You need 5 posts to PM so just contribute to another thread and you should be ok to PM


----------



## scotswahae

James3214 said:


> You need 5 posts to PM so just contribute to another thread and you should be ok to PM


THanks 
I am still researching the QROPS issue -it is a nightmare


----------



## dalevine

scotswahae said:


> THanks
> I am still researching the QROPS issue -it is a nightmare


Scotswahae,

This is something I deal with on a daily basis having worked in the pension industry both in the uk and abroad, now based here in Germany id be happy to answer any questions or queries you may have, feel free to drop me a private message and ill get back to you straight away  researching QROPS is a nightmare i can point you in the right directions, Always happy to help!

Dale


----------



## scotswahae

dalevine said:


> Scotswahae,
> 
> This is something I deal with on a daily basis having worked in the pension industry both in the uk and abroad, now based here in Germany id be happy to answer any questions or queries you may have, feel free to drop me a private message and ill get back to you straight away  researching QROPS is a nightmare i can point you in the right directions, Always happy to help!
> 
> Dale


I am loking for a scheme that has a flat fee set up and flat fee ongoing fees.
I do not want to have any risk so I would be happy to have all my fund in a bank type deposit with fixed interest. 
My plan is to take just my tax free sum over a 4 year period and then start drawing down the maximum allowed.
I have been resident in Germany for 17 years.
I would also like to know what happens in a few years time if I go back to the UK doI have toclose the QROP and go back to a SIPP.
I appreciate your help.


----------



## James3214

dalevine said:


> Scotswahae,
> 
> This is something I deal with on a daily basis having worked in the pension industry both in the uk and abroad, now based here in Germany id be happy to answer any questions or queries you may have, feel free to drop me a private message and ill get back to you straight away  researching QROPS is a nightmare i can point you in the right directions, Always happy to help!
> 
> Dale


Welcome to Germany (and the forum) Dale. Please change your 'location' in your profile as it still shows 'Cyprus'. Please post any advice on the forum and only use PMs for private or sensitive advice. 
Also be reminded that touting for business is against forum rules unless you are a 'premium' member.


----------



## dalevine

thanks for the welcome James, I have been trying to change the location however, it will not let me saying I do not have permission to do so ... i must presume I'm doing something wrong here? If you can let me know what im doing wrong that would be great!!


----------



## James3214

dalevine said:


> thanks for the welcome James, I have been trying to change the location however, it will not let me saying I do not have permission to do so ... i must presume I'm doing something wrong here? If you can let me know what im doing wrong that would be great!!
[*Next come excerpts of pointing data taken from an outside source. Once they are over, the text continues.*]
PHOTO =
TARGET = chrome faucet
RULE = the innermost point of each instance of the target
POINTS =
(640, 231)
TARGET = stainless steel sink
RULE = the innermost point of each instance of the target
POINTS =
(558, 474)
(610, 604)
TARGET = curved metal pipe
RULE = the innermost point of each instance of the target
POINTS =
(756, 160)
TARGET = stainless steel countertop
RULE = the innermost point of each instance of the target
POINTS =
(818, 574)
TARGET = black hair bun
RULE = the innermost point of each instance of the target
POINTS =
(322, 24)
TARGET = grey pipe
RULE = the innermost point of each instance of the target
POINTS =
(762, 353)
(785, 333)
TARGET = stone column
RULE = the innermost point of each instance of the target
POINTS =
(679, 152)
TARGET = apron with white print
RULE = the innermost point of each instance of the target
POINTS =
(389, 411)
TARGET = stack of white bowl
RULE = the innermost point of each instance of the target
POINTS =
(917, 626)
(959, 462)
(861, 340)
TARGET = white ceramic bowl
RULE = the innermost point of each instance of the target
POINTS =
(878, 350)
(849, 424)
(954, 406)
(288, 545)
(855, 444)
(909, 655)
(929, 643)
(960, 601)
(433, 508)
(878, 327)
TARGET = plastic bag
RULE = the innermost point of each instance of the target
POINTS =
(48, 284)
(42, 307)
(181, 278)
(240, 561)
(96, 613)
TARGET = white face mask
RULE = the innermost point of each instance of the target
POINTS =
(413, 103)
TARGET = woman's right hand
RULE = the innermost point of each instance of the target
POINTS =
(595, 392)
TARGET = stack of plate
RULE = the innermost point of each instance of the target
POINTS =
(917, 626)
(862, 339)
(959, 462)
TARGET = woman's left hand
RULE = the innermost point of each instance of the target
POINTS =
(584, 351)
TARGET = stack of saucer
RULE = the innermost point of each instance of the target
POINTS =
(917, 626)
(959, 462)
Click on 'QUICK LINKS' and then 'Edit Your Details'. If you still have problems PM me.

Now where is that QROPS advice for the OP?


----------



## dalevine

3rd time lucky with this response now!... lets hope it works..


There are a variety of schemes available with various charging structures but ones do exist as you have asked with flat fees intially and ongoing. The important factor here is to ensure they scheme is on HMRC's approved list for QROPS as this was updated April 2012 and many schemes removed for not meeting criteria. There are many urisdictions available for the schemes and whereby the sovereign isles such as Guernsey Isle of Man, Gilbratar, etc have been favoured in the past since the changes Malta has become the preferred destination for providers due to their favourable pension tax regime and numerous double taxation treaties. The choice of jurisdiction would depend on your residence and other factors but is something that should be looked at.

Investment options within a QROPS are very flexible compared to a SIPP and should be decided based upon an individuals own preference to risk. Naturally being a pension fund, preservation should be a key factor and arrangements like you have suggested and readily available, low risk, fixed return etc

Your tax free lump sum where in most schemes would be 25%, if Malta was chosen as the jurisdiction for your QROPS this can be up to 30% initially. Your maximum drawdown you wish to take would be based on GAD rates at the time but again your intended method is more than possible.

As you have been outside of the Uk for more than 5 years it would have no effect on your QROPS, it's a portable product whether you chose to go back to the UK or elsewhere. The great thing is you keep all the benefits of QROPS wherever you move all that would happen is you would pay tax on the income you take at the rate of the country you reside in. 

Sorry if answers are vague in anyway as its difficult to be to specific without any real figures or knowing somebodies exact circumstance but i hope that answers those questions for you. If you have any more please feel free to ask 

Dale


----------



## dalevine

thanks James 3214, changes made


----------